You're also exceeding the cost of the absolutely loaded-to-the-gills and more comfortable Kia Carnival Platinum diesel ($59,990).
The Valente’s van roots manifest in the proliferation of hard-wearing but less-than-premium plastics across most contact points, including the (nice-looking, at least) steering wheel.
The foot-operated parking brake, and the ignition barrel mounted to the left of the wheel and high up (meaning any keyring you have slaps noisily against the dash) are ergonomic quibbles.
The typical Mercedes column-shifter gear stalk to the right of the wheel remains easy to confuse with the (left-mounted) indicator stalk. We changed into Neutral accidentally once after climbing immediately beforehand out of a car with the indicator stalk on the right-hand-side, which is downright dangerous.
Livening up affairs are the classy C-Class-like window switches on the doors, flanked by silver inserts, and the modern (albeit black-and-white) instrument screen ahead of the driver with a digital speedo, a drowsiness warning system and all manner of trip data.
As you might expect, the Valente offers a commanding driving position that shades many SUVs. Ample seat and steering wheel (reach/rake) adjustability mean anybody can get comfortable swiftly.
Belying its origins, the Valente is actually quite refined, with highway wind and tyre noise only a few Db shy of a conventional car or SUV-based people-carrier. It also feels stable and planted at highway speeds - no surprise given it has to contend with German Autobahns and the like.
Mercedes has also done a good job at reducing any overt tendencies for the commercial-based car to bob about on the straight-ahead, or amplify bumps in the road when unladen.

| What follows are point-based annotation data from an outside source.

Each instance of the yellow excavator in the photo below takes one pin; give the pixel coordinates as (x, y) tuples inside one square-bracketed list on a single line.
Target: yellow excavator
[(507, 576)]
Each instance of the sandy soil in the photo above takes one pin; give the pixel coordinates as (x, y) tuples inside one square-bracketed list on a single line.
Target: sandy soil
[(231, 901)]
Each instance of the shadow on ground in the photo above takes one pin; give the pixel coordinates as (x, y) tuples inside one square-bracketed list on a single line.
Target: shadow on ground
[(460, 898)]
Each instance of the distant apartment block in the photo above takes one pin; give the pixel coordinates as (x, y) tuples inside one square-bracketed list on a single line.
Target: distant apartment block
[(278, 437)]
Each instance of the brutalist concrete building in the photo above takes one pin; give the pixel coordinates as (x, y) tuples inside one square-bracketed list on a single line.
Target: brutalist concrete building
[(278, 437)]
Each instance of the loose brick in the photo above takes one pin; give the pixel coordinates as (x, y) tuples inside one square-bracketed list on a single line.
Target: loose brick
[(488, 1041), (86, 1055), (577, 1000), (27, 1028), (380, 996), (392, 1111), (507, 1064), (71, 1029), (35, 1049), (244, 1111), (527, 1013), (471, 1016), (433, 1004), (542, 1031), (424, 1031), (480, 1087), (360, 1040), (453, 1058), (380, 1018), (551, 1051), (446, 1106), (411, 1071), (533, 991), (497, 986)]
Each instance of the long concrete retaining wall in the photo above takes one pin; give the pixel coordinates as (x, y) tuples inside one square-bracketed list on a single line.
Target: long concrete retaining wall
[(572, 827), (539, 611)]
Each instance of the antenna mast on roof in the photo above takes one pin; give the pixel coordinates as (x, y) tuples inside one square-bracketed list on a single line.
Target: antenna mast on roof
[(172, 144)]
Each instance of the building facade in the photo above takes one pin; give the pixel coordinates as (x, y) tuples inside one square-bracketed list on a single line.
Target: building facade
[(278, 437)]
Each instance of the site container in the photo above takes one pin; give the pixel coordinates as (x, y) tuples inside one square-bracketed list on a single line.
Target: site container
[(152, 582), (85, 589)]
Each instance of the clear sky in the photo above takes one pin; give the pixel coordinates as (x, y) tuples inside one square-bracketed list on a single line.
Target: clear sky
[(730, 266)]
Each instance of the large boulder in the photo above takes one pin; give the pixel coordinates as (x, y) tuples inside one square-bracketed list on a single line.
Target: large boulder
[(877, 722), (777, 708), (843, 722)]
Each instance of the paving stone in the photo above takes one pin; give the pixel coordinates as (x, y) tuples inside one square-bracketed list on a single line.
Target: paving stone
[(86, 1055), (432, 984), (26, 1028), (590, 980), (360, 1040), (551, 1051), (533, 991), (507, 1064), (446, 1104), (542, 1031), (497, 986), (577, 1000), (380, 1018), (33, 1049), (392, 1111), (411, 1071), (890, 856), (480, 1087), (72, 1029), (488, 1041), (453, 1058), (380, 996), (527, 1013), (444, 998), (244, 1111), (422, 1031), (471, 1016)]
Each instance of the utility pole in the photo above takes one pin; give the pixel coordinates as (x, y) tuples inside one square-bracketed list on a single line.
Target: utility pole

The damping also gives the Valente the ability to iron out harsher bumps and ruts pretty well. The ride is actually pretty plush for this type of vehicle, while the large 16-inch wheels on fairly high-profile tyres (there’s also a full-size steel spare) help stave off brittleness.
The electric-assisted steering is exceptionally light, which makes the Valente a doddle to drive around in urban environs. There’s little loading-up at speed, or feel through the wheel, but you’ll be enjoying the sensation of sitting almost over the wheels, and up nice and high, to care overmuch. The decent 11.8-metre turning circle helps ease parking.
Under the bonnet is a 2.1-litre turbo-diesel engine only (dubbed the 116BlueTec, but don’t let that poxy number fool you). With 120kW at 3800rpm and 380Nm from about 1400rpm, there’s plenty of low-down grunt, and sufficient refinement (it’s a little gruff, but not overly so).
This engine is matched to a 7G seven-speed automatic that is so intuitive you scarcely notice it’s there. Torque is sent to the rear wheels. Towing capacity is up to 2500kg with the right towing package ($200 extra) or two-tonnes without, while gross vehicle mass is 3050kg (given the unladed weight is 2260kg, you can have about 800kg of stuff on board).
You'll see many of these lugging about an enclosed trailer for people's suitcases, we'll vouch.
Fuel economy is a claimed 6.3 litres per 100km on the combined-cycle, naturally prone to climbing when you’ve got a whole crew on board. Our combined route yielded a figure hovering in the high 7s, which is pretty fantastic.
In terms of ownership, you get a three-year/100,000km warranty, and service intervals (not capped-price) are a long 12-months or 25,000km. The cheaper ($43,990) iMax diesel is going to be cheaper to own and operate, if you’re a business (or private) buyer.
Where does the Mercedes-Benz Valente fit? It’s not the comparatively cosseting and kid-friendly offering that the Carnival or Honda Odyssey is. But it does offer vastly more space inside than either of these, and any large family SUV you’d care to name.
As a somewhat upmarket and refined, van-like people hauler, it does the job well. Only that value equation is questionable, especially since it compromises active safety. The inevitable test against the new-generation Volkswagen Multivan around that car’s launch in November should prove very interesting indeed.